BEIJING Growth in China's services sector slowed to a five-year low in January, an official survey showed, another sign of stuttering momentum in the world's second-largest economy that could deepen investors' concerns about emerging markets around the world.
The National Bureau of Statistics said the official non-manufacturing Purchasing Managers' Index (PMI) fell to 53.4 in January from December's 54.6.
Monday's reading was the lowest since December 2008, although it was still above the 50 point level that indicates growth.
The survey is the third in two weeks to show sluggish activity in China, and will affirm expectations that the country's economic growth will soften into 2014.
The tapering of the U.S. Federal Reserve's stimulus has been a negative for emerging markets, and investors have sold stock and currency investments and moved them to developed markets.

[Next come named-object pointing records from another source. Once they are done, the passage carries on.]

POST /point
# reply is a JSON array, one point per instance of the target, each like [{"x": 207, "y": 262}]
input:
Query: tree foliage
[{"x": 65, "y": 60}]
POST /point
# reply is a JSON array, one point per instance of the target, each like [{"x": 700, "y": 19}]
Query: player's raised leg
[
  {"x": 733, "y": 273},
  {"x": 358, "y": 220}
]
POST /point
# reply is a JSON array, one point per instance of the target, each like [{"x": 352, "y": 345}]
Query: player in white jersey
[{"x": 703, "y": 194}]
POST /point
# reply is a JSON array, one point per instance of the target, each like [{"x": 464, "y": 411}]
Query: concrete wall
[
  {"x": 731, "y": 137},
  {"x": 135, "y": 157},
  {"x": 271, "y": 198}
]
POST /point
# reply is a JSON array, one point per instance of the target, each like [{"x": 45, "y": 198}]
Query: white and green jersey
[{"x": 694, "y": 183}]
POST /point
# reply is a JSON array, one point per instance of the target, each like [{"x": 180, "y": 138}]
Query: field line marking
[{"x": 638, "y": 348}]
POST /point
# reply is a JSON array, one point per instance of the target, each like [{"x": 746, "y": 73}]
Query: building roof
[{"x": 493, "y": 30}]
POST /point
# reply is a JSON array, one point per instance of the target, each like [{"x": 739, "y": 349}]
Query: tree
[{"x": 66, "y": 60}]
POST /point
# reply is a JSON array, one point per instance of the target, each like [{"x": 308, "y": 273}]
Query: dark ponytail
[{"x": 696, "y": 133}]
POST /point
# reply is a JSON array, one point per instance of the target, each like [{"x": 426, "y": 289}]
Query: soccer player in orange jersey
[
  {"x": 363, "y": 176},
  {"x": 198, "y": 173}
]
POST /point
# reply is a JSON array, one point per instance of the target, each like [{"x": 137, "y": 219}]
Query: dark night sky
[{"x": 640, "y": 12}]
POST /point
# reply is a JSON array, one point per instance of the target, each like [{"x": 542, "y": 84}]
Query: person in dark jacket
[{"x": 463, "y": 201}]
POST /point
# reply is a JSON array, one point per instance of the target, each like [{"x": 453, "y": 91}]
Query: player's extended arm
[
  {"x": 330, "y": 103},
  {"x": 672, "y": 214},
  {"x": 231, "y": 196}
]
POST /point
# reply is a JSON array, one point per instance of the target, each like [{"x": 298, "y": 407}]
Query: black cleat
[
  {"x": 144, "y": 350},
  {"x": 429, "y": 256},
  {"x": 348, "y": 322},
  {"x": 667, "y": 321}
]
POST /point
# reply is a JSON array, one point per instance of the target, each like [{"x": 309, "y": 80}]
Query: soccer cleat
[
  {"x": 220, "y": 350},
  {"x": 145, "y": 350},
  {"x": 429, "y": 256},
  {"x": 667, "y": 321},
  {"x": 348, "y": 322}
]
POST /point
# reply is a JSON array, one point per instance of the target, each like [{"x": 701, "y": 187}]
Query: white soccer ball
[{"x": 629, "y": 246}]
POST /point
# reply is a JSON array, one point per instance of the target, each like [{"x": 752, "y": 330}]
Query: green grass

Signs of slowing or weak activity in China and other major emerging markets are further hastening this shift.
NEW YEAR EFFECT?
The cooling growth in the services sector ahead of the Lunar New Year, China's biggest holiday, echoed a slowdown in its factories and could see investors further pare their exposure to emerging markets.
Over the weekend, a government survey showed growth in Chinese factories slipped to a six-month low in January.
Though some economists cautioned the pull-back in production could be due to factories closing early to celebrate the Lunar New Year holidays, which began last week, others said anemic underlying demand also reduced output.
Monday's data showed moderating confidence among service providers, with the business expectations sub-index fell to 58.1 from December's 58.7, the lowest reading since February 2009.
Firms also drew slightly less business in January. A new orders sub-index nudged down to 50.9 from December's 51.
Retailers and the air and rail transport sectors had strong months, with output sub-indices for all three above 60, while a drop below 50 points indicated a contraction in the real estate sector.
Slowing activity was accompanied by moderating price pressures. The sub-index for input prices fell to an eight-month low of 54.5, and the index for prices charged dropped to 50.1.
Analysts polled by Reuters expect China's economy to grow 7.4 percent in 2014, slightly slower than last year's 7.7 percent expansion and the weakest in 24 years.